Como el propio Casado, Almeida y Ayuso provienen, aguas arriba, del mismo lugar: esa mutación madrileña del aznarismo llamada aguirrismo. Casado era el discípulo amado, Almeida compartía milieu social, pero solo Ayuso ha llevado el modelo Aguirre a una perfección que la propia Aguirre ha bendecido. Es una edición corregida y aumentada, donde parecidos y diferencias tienen su interés. Aguirre revivió ese majismo que, del XVIII en adelante, unió a las clases altas y a las clases populares de Madrid: por eso tenía la misma soltura con el swing en Puerta de Hierro que con las fotos de campaña en fruterías. Ayuso no necesitó ningún majismo: con más duralex que porcelanas, pertenece a esa mesocracia esforzada que, en Madrid, tanto iba a comulgar con el “liberalismo de tendera” importado de la Thatcher. Aguirre eligió mal a sus consejeros —varios terminaron en la cárcel— y está por ver si Ayuso no ha elegido mal sus compañías. Por lo demás, no han necesitado ser presidentas del PP de Madrid para parecer sus propietarias. Las dos han tenido mucho éxito local: quizá más cercano al de las estrellas del pop que al de los líderes políticos. Tanto éxito y tan local que se supone que su sabor se desvirtúa más allá de Somosierra.

Tanto Aguirre como Ayuso se han reclamado liberales sin dejar de seducir al votante más confesional. Ambas están donde Aznar con Israel. Ambas han tenido el aval moral de la conciencia crítica —es decir, en no pocas ocasiones, la mosca cojonera— del partido: Cayetana Álvarez de Toledo.

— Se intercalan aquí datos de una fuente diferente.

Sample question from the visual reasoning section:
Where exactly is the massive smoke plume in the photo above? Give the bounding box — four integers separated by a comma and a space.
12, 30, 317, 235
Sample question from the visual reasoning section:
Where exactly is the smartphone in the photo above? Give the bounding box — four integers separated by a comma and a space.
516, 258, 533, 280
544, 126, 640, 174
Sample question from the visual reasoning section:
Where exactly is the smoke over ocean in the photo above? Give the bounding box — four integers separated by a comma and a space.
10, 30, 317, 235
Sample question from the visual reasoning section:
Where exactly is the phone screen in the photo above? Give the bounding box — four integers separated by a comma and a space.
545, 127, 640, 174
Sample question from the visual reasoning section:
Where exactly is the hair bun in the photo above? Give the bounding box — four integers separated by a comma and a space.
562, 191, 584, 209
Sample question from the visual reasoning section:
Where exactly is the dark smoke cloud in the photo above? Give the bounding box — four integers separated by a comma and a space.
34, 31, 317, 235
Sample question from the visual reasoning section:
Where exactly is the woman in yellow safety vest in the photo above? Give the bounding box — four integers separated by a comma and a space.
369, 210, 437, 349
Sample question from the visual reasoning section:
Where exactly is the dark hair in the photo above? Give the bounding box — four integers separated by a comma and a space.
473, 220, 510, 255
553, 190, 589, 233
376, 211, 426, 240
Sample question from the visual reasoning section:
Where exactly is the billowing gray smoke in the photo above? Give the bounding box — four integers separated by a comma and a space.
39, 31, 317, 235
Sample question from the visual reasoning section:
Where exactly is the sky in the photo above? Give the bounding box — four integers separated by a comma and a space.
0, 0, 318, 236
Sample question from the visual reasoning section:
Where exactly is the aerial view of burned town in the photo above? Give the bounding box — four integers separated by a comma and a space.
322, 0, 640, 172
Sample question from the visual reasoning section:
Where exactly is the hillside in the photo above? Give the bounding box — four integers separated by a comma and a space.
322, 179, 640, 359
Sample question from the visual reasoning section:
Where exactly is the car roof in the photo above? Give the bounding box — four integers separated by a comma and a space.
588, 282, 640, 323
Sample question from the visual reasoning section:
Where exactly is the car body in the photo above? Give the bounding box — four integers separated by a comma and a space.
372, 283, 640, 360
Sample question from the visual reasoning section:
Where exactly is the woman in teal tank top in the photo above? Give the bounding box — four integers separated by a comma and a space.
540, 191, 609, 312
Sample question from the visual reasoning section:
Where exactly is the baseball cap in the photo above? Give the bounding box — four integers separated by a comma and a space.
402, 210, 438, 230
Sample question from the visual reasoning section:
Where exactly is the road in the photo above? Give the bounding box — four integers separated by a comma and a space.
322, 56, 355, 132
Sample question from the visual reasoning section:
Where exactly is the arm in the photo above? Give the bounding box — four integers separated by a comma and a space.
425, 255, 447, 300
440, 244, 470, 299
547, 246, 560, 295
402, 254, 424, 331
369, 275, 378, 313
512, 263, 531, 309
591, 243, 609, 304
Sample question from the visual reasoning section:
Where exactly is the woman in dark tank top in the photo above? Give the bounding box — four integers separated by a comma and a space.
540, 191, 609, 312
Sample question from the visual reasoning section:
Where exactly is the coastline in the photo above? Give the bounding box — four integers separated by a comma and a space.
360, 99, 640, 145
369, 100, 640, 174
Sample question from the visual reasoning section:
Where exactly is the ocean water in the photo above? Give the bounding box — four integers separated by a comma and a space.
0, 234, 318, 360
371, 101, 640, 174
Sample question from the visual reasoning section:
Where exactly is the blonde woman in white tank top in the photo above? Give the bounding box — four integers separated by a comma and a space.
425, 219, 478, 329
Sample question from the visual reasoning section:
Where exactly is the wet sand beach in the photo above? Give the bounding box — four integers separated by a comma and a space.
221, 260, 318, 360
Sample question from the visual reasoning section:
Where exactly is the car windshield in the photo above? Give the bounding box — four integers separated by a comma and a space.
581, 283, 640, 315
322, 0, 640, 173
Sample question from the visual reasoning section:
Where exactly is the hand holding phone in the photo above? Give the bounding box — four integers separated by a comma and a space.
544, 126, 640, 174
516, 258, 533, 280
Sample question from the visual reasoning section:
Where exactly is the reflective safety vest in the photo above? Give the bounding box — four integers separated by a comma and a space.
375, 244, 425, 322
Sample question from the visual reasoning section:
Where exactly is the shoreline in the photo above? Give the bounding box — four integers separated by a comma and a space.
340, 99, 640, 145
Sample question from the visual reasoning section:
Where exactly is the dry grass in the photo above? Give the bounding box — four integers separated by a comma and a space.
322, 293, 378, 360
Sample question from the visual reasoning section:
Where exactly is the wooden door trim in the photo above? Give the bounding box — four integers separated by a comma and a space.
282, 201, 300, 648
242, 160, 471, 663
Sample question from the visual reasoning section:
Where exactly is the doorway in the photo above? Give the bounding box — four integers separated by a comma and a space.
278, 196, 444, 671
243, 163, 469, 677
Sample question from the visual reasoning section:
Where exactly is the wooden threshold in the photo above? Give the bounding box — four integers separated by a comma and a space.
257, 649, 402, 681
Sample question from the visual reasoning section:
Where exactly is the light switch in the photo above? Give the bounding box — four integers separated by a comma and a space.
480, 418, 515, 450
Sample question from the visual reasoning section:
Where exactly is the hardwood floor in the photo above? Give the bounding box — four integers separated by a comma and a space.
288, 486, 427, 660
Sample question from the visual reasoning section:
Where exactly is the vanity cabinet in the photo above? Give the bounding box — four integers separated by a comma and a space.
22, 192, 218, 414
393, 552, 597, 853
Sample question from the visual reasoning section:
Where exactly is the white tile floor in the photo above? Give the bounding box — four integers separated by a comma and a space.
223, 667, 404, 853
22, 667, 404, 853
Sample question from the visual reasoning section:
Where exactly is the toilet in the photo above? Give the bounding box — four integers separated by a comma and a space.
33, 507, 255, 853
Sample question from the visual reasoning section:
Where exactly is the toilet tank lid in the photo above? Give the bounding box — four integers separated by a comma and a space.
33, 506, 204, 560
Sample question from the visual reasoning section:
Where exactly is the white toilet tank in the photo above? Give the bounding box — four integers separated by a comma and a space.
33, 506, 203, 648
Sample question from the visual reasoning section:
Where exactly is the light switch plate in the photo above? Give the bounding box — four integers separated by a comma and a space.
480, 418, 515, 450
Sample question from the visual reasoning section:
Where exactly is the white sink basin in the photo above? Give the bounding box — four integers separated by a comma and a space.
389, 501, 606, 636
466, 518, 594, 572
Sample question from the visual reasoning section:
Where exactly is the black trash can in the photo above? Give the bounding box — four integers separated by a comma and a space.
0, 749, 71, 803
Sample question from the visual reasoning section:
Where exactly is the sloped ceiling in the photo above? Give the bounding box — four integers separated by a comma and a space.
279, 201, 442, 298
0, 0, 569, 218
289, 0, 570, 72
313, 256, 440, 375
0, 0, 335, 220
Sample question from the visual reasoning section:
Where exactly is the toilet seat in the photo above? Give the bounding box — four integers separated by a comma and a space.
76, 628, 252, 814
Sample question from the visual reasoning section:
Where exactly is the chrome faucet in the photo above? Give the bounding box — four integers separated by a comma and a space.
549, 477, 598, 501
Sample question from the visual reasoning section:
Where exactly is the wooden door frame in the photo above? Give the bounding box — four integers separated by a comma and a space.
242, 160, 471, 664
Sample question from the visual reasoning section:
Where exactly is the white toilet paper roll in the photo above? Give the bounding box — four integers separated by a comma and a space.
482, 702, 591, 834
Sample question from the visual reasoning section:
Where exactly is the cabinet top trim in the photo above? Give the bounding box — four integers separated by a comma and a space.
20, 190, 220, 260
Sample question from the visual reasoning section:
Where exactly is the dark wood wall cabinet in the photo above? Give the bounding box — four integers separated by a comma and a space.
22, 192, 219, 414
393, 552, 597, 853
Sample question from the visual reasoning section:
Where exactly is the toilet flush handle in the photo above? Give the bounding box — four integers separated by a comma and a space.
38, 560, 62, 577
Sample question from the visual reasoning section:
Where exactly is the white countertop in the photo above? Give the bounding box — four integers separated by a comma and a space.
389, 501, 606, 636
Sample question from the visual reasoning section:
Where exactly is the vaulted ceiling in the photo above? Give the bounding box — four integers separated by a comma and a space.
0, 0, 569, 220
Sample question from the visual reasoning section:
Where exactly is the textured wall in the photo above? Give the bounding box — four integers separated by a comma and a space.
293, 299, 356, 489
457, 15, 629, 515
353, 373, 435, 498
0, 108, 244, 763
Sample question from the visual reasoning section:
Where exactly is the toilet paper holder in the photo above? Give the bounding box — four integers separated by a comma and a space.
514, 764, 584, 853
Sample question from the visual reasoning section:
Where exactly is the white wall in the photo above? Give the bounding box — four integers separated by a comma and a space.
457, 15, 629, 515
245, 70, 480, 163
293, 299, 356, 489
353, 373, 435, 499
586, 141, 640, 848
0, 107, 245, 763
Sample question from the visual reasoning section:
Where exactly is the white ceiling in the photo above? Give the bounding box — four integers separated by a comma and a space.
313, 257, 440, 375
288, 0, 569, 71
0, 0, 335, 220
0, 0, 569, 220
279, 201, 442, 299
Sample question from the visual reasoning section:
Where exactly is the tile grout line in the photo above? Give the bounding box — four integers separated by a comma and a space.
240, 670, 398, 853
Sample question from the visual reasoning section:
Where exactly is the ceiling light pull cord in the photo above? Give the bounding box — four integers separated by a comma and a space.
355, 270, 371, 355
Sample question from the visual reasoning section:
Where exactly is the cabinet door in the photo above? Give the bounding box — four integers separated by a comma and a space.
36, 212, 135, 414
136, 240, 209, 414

Ambas han tenido sus mayores censuras en la sanidad. Y ambas fueron blanco de la risa —de Saramago a IDA— de una izquierda que las miró con suficiencia y subestimó su capacidad para contraatacar. Esos ataques de la izquierda no solo las blindaron, sino que han afirmado la percepción de que el problema de la izquierda en Madrid estaba en Aguirre o Ayuso y no en sí misma. Por el camino se desdibujó aquella legitimidad histórica que, del “no pasarán” hasta Tierno, la izquierda reclamaba para sí en Madrid.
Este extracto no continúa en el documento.